China's NDRC Orders Meta to Unwind $2B Acquisition of Singapore AI Startup Manus
Chinese state planner cites legal basis for blocking deal; Meta says acquisition complied with applicable law
نظرة سريعة
- China's National Development and Reform Commission has ordered Meta to unwind its $2 billion acquisition of Manus, a Singaporean AI startup with Chinese origins.
- The NDRC stated the decision to prohibit the foreign investment was made in accordance with laws and regulations and has asked the parties to withdraw the transaction.
- The deal had faced scrutiny from both Beijing and Washington, with U.S. lawmakers prohibiting American investors from backing Chinese AI companies.
ملخص مُنشأ بالذكاء الاصطناعي
لماذا يهم
The acquisition represents one of the most significant attempts by a U.S. tech giant to acquire a Chinese-origin AI startup. Manus was lauded as potentially the next DeepSeek after its product launch. The deal faced dual scrutiny from both Chinese regulators concerned about technology outflows and U.S. lawmakers concerned about American investment in Chinese AI companies.

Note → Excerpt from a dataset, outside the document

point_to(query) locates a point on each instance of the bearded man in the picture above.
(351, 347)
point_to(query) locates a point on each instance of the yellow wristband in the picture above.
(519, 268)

China's state planner on Monday called for Meta to unwind its $2 billion acquisition of Manus, a Singaporean AI startup with Chinese roots. The decision to prohibit foreign investment in Manus was made in accordance with laws and regulations, the National Development and Reform Commission said in a brief statement. It added that it has asked the parties involved to withdraw the acquisition transaction. CNBC has contacted Meta for comment. Shares were 0.2% lower in premarket trading. The deal had attracted scrutiny from both China and Washington, as lawmakers in the U.S. have prohibited American investors from backing Chinese AI companies directly. Meanwhile, Beijing has increased efforts to discourage Chinese AI founders from moving business offshore. The Chinese government's intervention in the transaction drew alarm among tech founders and venture capitalists in the country that were hoping to take advantage of the so-called "Singapore-washing" model, where companies relocate from China to the city state to avoid scrutiny from Beijing and Washington. Manus was founded in China before relocating to Singapore. The company develops general-purpose AI agents and launched its first general AI agent in March last year, which can execute complex tasks such as market research, coding, and data analysis. The release saw the startup lauded as the next DeepSeek. Manus said it had passed $100 million in annual recurring revenue (ARR) in December, eight months on from launching a product, which it claimed made it the fastest startup in the world at the time to hit the milestone from $0. The company raised $75 million in a round led by U.S. VC Benchmark in April last year. When Meta announced the deal late last year, the tech giant said it would look to accelerate AI innovation for businesses and integrate advanced automation into its consumer and enterprise products, including its Meta AI assistant. But in January, China's Ministry of Commerce said it would conduct an assessment and investigation into how the acquisition complied with laws and regulations concerning export controls, technology import and export and overseas investment. A Meta spokesperson told CNBC in March that its acquisition "complied fully with applicable law," and that the team anticipated "an appropriate resolution to the inquiry." — CNBC's Anniek Bao and Dylan Butts contributed to this story.
ما الذي يجب مراقبته
توقعات الذكاء الاصطناعي — احتمالات وليست حقائق
Meta will likely comply with the NDRC order and unwind the acquisition
مرجح جداً · خلال أسابيع
Chinese AI startups will face increased regulatory scrutiny on offshore structures
مرجح جداً · خلال أشهر
أسئلة مفتوحة
- Will Meta comply with the NDRC order?
- What specific laws did the acquisition violate?
- Will Manus continue operating independently?
- How will this impact other Chinese AI startups seeking foreign investment?